Production Deployment Guide
This guide covers operational considerations for deploying the file monitor in production environments.
Pre-Deployment Checklist​
System Requirements​
- Rust 1.70+ installed
- Sufficient file descriptor limits (see Platform Configuration)
- Monitoring infrastructure ready (Prometheus/Grafana recommended)

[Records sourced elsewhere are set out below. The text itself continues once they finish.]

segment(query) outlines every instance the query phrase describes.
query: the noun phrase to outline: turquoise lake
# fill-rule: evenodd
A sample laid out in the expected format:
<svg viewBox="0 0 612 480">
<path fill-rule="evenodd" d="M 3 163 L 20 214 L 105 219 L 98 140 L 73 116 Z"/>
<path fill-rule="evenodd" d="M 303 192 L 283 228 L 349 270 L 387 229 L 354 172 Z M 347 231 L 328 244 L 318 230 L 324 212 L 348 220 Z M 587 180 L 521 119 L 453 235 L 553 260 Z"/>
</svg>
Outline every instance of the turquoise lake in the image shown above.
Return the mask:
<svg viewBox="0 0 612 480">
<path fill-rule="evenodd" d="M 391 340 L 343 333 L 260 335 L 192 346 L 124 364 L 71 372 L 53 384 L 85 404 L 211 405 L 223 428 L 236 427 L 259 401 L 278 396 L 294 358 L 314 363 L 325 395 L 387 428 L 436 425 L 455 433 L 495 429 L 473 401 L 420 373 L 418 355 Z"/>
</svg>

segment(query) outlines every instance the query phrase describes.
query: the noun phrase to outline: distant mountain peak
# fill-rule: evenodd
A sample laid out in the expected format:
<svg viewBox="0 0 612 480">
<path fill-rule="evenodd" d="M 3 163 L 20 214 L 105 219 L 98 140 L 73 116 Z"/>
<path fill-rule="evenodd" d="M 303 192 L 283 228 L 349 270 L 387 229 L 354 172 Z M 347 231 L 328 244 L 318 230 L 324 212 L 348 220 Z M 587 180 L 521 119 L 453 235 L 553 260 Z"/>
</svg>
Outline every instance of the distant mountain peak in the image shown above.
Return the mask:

- Log aggregation configured
- Alert rules defined
Resource Planning​
| Component | CPU | Memory | Disk I/O | Notes |
|---|---|---|---|---|
| Monitoring (idle) | <1% | 5 MB | Negligible | Baseline |
| Monitoring (100 evt/s) | 5-10% | 20 MB | Low | Typical |
| Monitoring (1000 evt/s) | 20-30% | 50 MB | Moderate | High load |
| With checksums | +10-20% | +Variable | High | File-dependent |
Platform Configuration​
Linux​
Increase inotify Limits​
# Check current limits
cat /proc/sys/fs/inotify/max_user_watches
cat /proc/sys/fs/inotify/max_user_instances
# Temporary increase
echo 524288 | sudo tee /proc/sys/fs/inotify/max_user_watches
echo 512 | sudo tee /proc/sys/fs/inotify/max_user_instances
# Permanent increase
echo "fs.inotify.max_user_watches=524288" | sudo tee -a /etc/sysctl.conf
echo "fs.inotify.max_user_instances=512" | sudo tee -a /etc/sysctl.conf
sudo sysctl -p
File Descriptor Limits​
# Check current limits
ulimit -n
# Increase for user (add to /etc/security/limits.conf)

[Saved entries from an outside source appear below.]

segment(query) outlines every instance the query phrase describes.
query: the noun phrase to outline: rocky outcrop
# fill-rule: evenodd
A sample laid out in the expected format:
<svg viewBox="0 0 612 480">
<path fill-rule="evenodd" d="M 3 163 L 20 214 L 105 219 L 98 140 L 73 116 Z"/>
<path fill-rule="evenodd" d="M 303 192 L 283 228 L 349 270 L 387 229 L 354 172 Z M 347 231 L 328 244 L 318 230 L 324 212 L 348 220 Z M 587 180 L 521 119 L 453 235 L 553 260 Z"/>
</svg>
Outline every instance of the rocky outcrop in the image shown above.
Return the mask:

your_user soft nofile 65536
your_user hard nofile 65536
# Verify after login
ulimit -n
macOS​
FSEvents automatically handles limits, but verify:
# Check system limits
sysctl kern.maxfiles
sysctl kern.maxfilesperproc
# Increase if needed (requires reboot)
sudo sysctl -w kern.maxfiles=65536
sudo sysctl -w kern.maxfilesperproc=65536
Windows​
Ensure sufficient handle limits:
# Registry settings for handle limits
# HKEY_LOCAL_MACHINE SYSTEM CurrentControlSet Control Session Manager SubSystems
# Windows key: SharedSection=1024,20480,1024
Configuration Tuning​
Development Environment​
let config = MonitorConfig::new("/path")
.recursive(true)
.debounce(100) // Low latency
.concurrency(50, 500); // Conservative
Production Environment​
let config = MonitorConfig::new("/data")
.recursive(true)
.debounce(500) // Balance responsiveness vs dedup
.concurrency(100, 1000) // Higher throughput
.ignore_patterns(vec![
"*.tmp".to_string(),
"*.swp".to_string(),
".git".to_string(),
"node_modules".to_string(),
"__pycache__".to_string(),
".DS_Store".to_string(),
])
.with_checksums(Some(50 * 1024 * 1024)); // 50MB limit
High-Volume Environment​
let config = MonitorConfig::new("/high-volume")
.recursive(true)
.debounce(1000) // Aggressive deduplication
.concurrency(200, 2000) // Maximum throughput
.ignore_patterns(/* extensive list */)
.with_checksums(None); // Disable for performance
Monitoring and Alerting​
Key Metrics​
Must Monitor​
| Metric | Type | Alert Threshold | Action |
|---|---|---|---|
fs_monitor.rate_limiter.utilization | Gauge | >0.8 | Increase concurrency |
fs_monitor.events.dropped | Counter | Rate >100/min | Investigate load |
fs_monitor.channel.used | Gauge | >90% capacity | Increase buffer |
fs_monitor.errors | Counter | Rate >10/min | Check logs |
Good to Monitor​
| Metric | Type | Purpose |
|---|---|---|
fs_monitor.events.received | Counter | Track total volume |
fs_monitor.events.debounced | Counter | Verify debouncing effectiveness |
fs_monitor.processing.latency_us | Histogram | Performance tracking |
fs_monitor.checksum.duration_ms | Histogram | Checksum performance |
Prometheus Queries​
# Event processing rate
rate(fs_monitor_events_published_total[5m])
# Rate limiter pressure
fs_monitor_rate_limiter_utilization > 0.8
# Error rate
rate(fs_monitor_errors_total[5m]) > 0.1
# P99 processing latency
histogram_quantile(0.99, rate(fs_monitor_processing_latency_us_bucket[5m]))
# Channel saturation
fs_monitor_channel_used / fs_monitor_channel_capacity > 0.9
Alert Rules​
groups:
- name: file_monitor
rules:
- alert: FileMonitorRateLimiterSaturated
expr: fs_monitor_rate_limiter_utilization > 0.8
for: 5m
labels:
severity: warning
annotations:
summary: "File monitor rate limiter saturated"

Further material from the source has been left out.